At the nuts-and-bolts level, transforming an older turbine to run on hydrogen would mean swapping out one combustion system for another. “The combustor is 100% removable from the gas turbine,” says Hughes. “So by ‘retrofittable,’ what we mean is that we would remove the combustor that is there and install an upgraded and more capable combustion system.” And the speed of the switch could be relatively fast, ideally measured in days. Hughes points out that customers simply don’t have the time to wait for months. “The idea would be that you wouldn’t have to change out or reconfigure the rest of the engine,” he says.
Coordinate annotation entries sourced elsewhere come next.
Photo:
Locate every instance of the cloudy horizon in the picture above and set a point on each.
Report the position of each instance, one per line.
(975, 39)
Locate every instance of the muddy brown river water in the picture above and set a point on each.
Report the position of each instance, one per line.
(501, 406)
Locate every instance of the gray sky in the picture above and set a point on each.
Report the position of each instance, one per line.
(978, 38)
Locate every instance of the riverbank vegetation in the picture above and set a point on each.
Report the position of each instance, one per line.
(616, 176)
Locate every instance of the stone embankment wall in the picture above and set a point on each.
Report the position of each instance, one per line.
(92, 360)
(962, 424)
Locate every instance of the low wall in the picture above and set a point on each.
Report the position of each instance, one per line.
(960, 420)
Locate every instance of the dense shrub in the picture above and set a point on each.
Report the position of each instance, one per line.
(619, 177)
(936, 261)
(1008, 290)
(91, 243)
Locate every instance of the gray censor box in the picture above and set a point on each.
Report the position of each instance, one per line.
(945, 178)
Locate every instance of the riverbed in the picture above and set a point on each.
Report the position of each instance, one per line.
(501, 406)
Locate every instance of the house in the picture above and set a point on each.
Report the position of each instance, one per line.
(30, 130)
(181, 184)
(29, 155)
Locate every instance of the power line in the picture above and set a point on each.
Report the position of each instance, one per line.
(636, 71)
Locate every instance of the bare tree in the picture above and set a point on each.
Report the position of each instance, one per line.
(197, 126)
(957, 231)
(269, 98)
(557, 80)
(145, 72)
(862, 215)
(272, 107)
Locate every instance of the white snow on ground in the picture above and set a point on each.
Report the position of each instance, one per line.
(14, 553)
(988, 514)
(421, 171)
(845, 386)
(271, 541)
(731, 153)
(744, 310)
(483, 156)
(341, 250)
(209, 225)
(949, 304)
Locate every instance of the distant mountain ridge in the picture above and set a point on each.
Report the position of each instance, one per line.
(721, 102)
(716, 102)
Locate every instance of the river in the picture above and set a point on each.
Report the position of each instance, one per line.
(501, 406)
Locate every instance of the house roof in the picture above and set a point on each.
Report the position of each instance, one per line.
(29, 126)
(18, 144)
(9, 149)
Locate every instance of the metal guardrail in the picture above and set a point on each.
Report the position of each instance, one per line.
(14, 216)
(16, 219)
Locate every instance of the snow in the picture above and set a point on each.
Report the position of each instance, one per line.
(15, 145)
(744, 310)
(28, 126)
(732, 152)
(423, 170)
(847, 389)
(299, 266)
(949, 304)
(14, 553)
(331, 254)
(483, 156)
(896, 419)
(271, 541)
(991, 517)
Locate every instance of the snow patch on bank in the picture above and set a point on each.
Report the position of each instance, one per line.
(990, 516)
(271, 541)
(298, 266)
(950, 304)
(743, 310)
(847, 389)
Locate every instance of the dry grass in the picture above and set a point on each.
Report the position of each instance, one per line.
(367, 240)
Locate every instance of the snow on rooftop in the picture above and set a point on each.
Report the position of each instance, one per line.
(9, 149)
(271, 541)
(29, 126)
GE isn’t starting this hydrogen transformation from scratch. Over a decade ago, GE ran a gas turbine on more than 90% hydrogen as a demonstration. And for the past 20 years, a GE turbine has been running commercially, taking waste gas from its chemical process using multi-nozzle quiet combustor (MNQC) technology. The hydrogen content of that fuel has varied from about 70% to around 95%.

 

9F04 turbine

And GE’s F-class turbine already has the capability to burn up to 20% hydrogen when blended with natural gas and configured with a combustion system called DLN 2.6+. DLN stands for dry low NOx, which means that there is no need for water or steam injection to deliver low NOx emissions. That level of hydrogen could go even higher when another system, an MNQC, is installed. MNQC systems, however, require water or steam injection, which results in a cycle efficiency penalty, and they increase complexity. By contrast, GE’s 100% hydrogen-capable project will employ a water- and steam-free DLN system.

So while hydrogen is just now emerging into global power generation use, GE turbines have logged more than 8 million operating hours using blends of hydrogen and have been used by over 50 customers in 20 countries.

Hydrogen has been called the Swiss Army knife of energy. It could help reduce CO2 emissions to the atmosphere by millions of tons by the end of the decade. It can be usefully deployed in fuel cells in trucking and in aircraft engines on short-haul flights, and it can replace metallurgical coal in steelmaking. The problem is that conventional methods of making hydrogen itself produce a significant carbon footprint. Making green hydrogen — using electricity from renewable sources — is not economical yet. The big hurdle is an expensive piece of capital equipment known as an electrolyzer. In addition, the economics of generating, storing, and piping hydrogen are not well understood.

Unlike for natural gas, for example, there are no pipelines yet for hydrogen, a classic chicken-and-egg test that could be resolved when the current gaps between hydrogen supply and demand are filled. To help address these issues, the Department of Energy’s larger policy push, The Hydrogen Shot, focuses on getting hydrogen supply located near demand centers.

GE customers supported the Department of Energy’s award. Ten U.S. utility companies, with more than 241 GW of capacity, serving about 81 million customers in 39 states, wrote letters advocating for the project. It will all be put to the test starting in November, when the GE team begins engineering and testing the new combustion systems at the GE facility in Greenville, South Carolina.

“The transformation of such a vast inventory of global natural gas infrastructure would qualify as a great retrofit. We have worked with the DOE in development of many advanced technologies for our gas turbine over the years,” said John Intile, vice president of engineering at GE Gas Power. “We are proud of the collaboration and the trust that the DOE has given to us in developing the next generation of combustion technology to achieve 100% hydrogen capability for our F-class gas turbines. We are confident that this program will accelerate our efforts in reducing carbon emissions for our customers.”